What do you think of the G-Tech?
http://cgi.ebay.com/ebaymotors/ws/eBayISAPI.dll?ViewItem&rd=1&item=7924430084&category=6763


----------



## Dav5049915 (Sep 26, 2004)

its supposed to be SICK! but i never used one nor have i had any friends that have used one.


----------



## B11sleeper (Oct 15, 2003)

sounds cool, I've heard bad things ( they give somewhat ambiguous results )

maybe if they're mounted more securely than with a suction cup the work better. the science behind it is fairly sound.

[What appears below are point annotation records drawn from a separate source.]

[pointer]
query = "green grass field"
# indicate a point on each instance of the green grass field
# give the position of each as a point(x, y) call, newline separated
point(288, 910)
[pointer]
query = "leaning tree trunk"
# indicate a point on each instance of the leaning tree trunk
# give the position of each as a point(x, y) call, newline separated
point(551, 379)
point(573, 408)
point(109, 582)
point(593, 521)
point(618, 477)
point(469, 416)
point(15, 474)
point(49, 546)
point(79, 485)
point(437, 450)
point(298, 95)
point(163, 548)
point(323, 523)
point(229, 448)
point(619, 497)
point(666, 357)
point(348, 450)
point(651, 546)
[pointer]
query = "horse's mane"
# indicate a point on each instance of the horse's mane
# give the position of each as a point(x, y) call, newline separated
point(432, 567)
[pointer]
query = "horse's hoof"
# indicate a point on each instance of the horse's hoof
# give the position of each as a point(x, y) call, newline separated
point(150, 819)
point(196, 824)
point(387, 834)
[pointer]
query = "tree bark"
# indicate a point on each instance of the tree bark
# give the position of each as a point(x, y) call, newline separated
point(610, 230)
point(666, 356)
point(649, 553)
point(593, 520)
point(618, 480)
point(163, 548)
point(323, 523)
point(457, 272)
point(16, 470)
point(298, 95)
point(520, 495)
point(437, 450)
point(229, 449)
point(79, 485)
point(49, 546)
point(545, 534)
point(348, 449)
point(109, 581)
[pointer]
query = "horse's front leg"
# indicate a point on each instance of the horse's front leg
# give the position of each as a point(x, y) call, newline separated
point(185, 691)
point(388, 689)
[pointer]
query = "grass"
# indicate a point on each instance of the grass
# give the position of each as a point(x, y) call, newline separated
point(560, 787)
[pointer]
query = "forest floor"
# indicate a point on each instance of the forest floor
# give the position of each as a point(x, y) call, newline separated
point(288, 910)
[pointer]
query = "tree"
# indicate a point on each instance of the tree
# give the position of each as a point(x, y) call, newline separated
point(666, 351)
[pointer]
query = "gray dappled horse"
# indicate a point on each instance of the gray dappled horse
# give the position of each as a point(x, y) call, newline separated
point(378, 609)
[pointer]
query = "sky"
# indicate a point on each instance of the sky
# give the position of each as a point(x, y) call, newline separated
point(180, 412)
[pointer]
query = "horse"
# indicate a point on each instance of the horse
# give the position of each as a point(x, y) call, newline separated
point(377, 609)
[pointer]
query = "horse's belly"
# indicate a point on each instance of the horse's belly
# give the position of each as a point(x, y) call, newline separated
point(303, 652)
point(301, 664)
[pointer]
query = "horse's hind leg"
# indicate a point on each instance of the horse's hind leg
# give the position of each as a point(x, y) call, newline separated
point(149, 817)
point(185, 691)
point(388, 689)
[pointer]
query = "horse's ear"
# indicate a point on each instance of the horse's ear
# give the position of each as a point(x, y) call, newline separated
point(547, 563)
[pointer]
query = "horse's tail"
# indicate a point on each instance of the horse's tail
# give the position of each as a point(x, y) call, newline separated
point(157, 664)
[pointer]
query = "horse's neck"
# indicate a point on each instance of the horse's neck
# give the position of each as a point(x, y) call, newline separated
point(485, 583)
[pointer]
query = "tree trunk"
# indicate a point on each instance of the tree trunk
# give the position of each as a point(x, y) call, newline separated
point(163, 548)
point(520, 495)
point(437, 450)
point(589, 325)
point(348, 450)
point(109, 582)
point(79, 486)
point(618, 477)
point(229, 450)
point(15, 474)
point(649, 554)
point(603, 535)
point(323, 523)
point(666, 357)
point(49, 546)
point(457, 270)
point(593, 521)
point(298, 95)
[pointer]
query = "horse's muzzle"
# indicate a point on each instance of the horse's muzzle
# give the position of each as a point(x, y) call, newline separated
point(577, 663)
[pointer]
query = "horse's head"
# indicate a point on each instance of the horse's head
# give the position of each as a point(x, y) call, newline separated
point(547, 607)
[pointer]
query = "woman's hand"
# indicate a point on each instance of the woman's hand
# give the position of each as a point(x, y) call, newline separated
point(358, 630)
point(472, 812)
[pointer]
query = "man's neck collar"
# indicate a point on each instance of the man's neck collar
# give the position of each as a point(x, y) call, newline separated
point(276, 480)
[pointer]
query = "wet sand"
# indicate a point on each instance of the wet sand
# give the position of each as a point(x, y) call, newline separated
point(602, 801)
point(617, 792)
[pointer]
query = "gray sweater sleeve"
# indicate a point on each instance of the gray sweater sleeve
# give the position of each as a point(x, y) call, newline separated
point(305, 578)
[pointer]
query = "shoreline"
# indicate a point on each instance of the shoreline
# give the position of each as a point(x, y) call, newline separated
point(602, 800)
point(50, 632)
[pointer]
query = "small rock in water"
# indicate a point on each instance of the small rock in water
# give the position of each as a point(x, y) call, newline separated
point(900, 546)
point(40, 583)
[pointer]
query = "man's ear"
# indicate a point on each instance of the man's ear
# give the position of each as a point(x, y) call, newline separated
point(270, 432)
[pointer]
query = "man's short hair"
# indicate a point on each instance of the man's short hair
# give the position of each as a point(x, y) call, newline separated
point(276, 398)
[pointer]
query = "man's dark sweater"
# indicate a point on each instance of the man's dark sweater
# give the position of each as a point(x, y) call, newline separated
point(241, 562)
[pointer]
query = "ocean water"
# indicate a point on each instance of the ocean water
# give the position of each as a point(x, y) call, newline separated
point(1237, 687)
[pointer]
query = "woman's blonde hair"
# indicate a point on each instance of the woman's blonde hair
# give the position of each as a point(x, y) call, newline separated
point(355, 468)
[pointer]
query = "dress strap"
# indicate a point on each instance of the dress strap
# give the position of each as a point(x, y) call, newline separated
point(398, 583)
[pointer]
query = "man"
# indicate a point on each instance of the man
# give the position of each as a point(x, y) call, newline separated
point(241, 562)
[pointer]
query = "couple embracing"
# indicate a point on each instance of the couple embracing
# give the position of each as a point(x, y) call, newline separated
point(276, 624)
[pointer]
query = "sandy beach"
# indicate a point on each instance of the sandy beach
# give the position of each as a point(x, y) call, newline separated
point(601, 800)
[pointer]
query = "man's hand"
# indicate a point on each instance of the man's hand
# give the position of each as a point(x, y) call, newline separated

you need to know exactly how much your car weighs to get accurate results.


----------



## Nismo1997 (Dec 26, 2003)

once im good again on the $$ i think im gonna pick 1 up


----------



## Felonious Cat Stalker (May 1, 2002)

Grass roots motorsports did a review a few months back. While their accuracy is questionable, they were a good tool to show how changes affected performance, rather than proving the performance itself. You can't claim that your car has X hp or does the 1/4 in X.XX seconds just because the G-Tech says it is so.


----------



## B14_Stealth (Aug 14, 2003)

yea i figured that already, i might get one later on but this toy isn't a priority at this time


----------



## Nismo1997 (Dec 26, 2003)

B14_Stealth said:


> yea i figured that already, i might get one later on but this toy isn't a priority at this time


sure isnt


----------



## Headsick (Oct 5, 2004)

I just won 1 recently in a raffle. I haven't gotten around to testing it out yet, but I'm hoping to this weekend. I'll let you guys know how it goes.


----------



## CHRIS/SR/SE (Dec 15, 2003)

I have found a gps unit and a active ecu logger can do a better job at just about everything. I have a friend with one and it seems to be guessing, I would say it's 80% accurate.


----------



## Nismo1997 (Dec 26, 2003)

Let me kno how it turns out


----------



## BII (May 13, 2004)

We used to carry them, I never personally tried one out, but we discontinued the line, it was a poor seller, most of our customers are the looking-for-simple-bolt-ons type and it didn't get them excited, so I don't know.


----------



## B14_Stealth (Aug 14, 2003)

i got one myself a couple of years ago but it didn't work, i returned it and i haven't gotten one since


----------



## disc0monkey (Oct 6, 2004)

understand this, they are consistant but are not accurate, most guys run them and go to the track to see how much they are off. so if they are .3 too low they just add it. i believe they have a 4 tenth window


----------



## Nismo1997 (Dec 26, 2003)

i was talking about it at work today and turns out a guy from work got 1 and let me borrow it..only problem is the sentra is put away and still needs to be put back together..


----------